Supreme Court of Utah.
*790 Joseph E. Hatch, Eric P. Hartman, Salt Lake City, for Plaintiff.
Benson L. Hathaway, Jr., Richard J. Armstrong, Salt Lake City, for Defendants.
DURRANT, Justice.
¶ 1 The Morgan County Commission accused its clerk/auditor, Pauline M. Green, of failing to perform her statutorily mandated duties. The Commission hired an outside auditor to perform some of those duties. After conducting a public hearing, two of the three Morgan County Commissioners, Jan Turner and Michael McMillan, voted to "reduce" Green's salary by deducting the costs of hiring the outside auditor from Green's paychecks. Green petitioned for a writ of mandamus. The district court granted summary judgment in Green's favor, ordering the Commission to repay the amounts withheld from Green's salary. The court also ruled that Turner and McMillan owed a statutory penalty and were liable for Green's attorney fees. We affirm the district court's ruling regarding the deductions from Green's salary, but reverse its award of the penalty and attorney fees.
BACKGROUND
¶ 2 Pauline M. Green was appointed Morgan County Clerk/Auditor in February 1996 after her predecessor resigned. She was subsequently elected to that position in November 1996 for a term of two years. Thereafter a dispute arose between Green and the Morgan County Commission concerning the performance of Green's official duties. The Commission asserted Green had failed, after numerous requests, to perform a number of her statutory duties. Specifically, the Commission accused Green of failing to prepare a budget for the 1997 tax year, which resulted in the State Auditor's Office withholding property tax distributions. The Commission also claimed that Green had failed to reconcile the County's books with those of the County Treasurer, that she had failed to work on a full-time basis, and that she had been frequently absent from the office.
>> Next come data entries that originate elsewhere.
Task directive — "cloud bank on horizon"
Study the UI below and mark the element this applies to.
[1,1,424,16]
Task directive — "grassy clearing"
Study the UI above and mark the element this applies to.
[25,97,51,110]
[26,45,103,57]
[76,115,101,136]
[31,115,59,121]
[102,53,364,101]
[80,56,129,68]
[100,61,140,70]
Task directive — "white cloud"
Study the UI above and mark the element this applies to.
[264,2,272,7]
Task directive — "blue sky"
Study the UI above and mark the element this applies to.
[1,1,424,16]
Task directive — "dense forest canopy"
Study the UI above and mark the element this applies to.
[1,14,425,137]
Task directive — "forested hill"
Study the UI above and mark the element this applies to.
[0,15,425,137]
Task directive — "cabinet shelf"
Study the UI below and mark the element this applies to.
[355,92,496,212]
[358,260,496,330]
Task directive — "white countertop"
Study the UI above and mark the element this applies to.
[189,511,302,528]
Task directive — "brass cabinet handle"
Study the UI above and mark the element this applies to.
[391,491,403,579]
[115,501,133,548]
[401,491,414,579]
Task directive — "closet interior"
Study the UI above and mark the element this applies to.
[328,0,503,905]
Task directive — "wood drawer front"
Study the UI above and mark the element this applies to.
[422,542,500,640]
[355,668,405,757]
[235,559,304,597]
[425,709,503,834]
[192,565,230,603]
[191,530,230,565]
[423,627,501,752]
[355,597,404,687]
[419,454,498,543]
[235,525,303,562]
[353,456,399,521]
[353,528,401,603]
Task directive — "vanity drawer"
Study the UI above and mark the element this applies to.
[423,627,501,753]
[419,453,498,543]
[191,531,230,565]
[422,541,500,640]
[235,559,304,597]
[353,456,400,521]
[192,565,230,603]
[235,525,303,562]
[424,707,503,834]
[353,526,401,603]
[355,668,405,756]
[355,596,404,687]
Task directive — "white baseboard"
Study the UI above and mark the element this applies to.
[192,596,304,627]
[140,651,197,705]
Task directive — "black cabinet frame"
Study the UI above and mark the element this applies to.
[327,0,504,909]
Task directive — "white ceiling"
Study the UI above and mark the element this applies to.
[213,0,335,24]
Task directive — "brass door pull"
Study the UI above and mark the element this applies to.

¶ 3 The Commission retained the services of an independent accountant to prepare a budget for 1997, and allegedly incurred other costs related to Green's purported failure to perform her statutorily mandated duties. In June of 1997, after conducting a publicly noticed meeting, the Commission entered an order, set forth in the minutes as follows:
Commissioner McMillan moved that the direct costs that [are] being incurred supporting the Morgan County Clerk's Office be deducted from the Clerk's wages as the billing for services is received. When the board of county commissioners finds that the Clerk's Office can no longer meet statutory requirements that they employ an accountant to stay in compliance and that those direct costs be deducted from the clerk's wages the deduction will be distributed across the remaining pay periods for the year in which the charges are levied.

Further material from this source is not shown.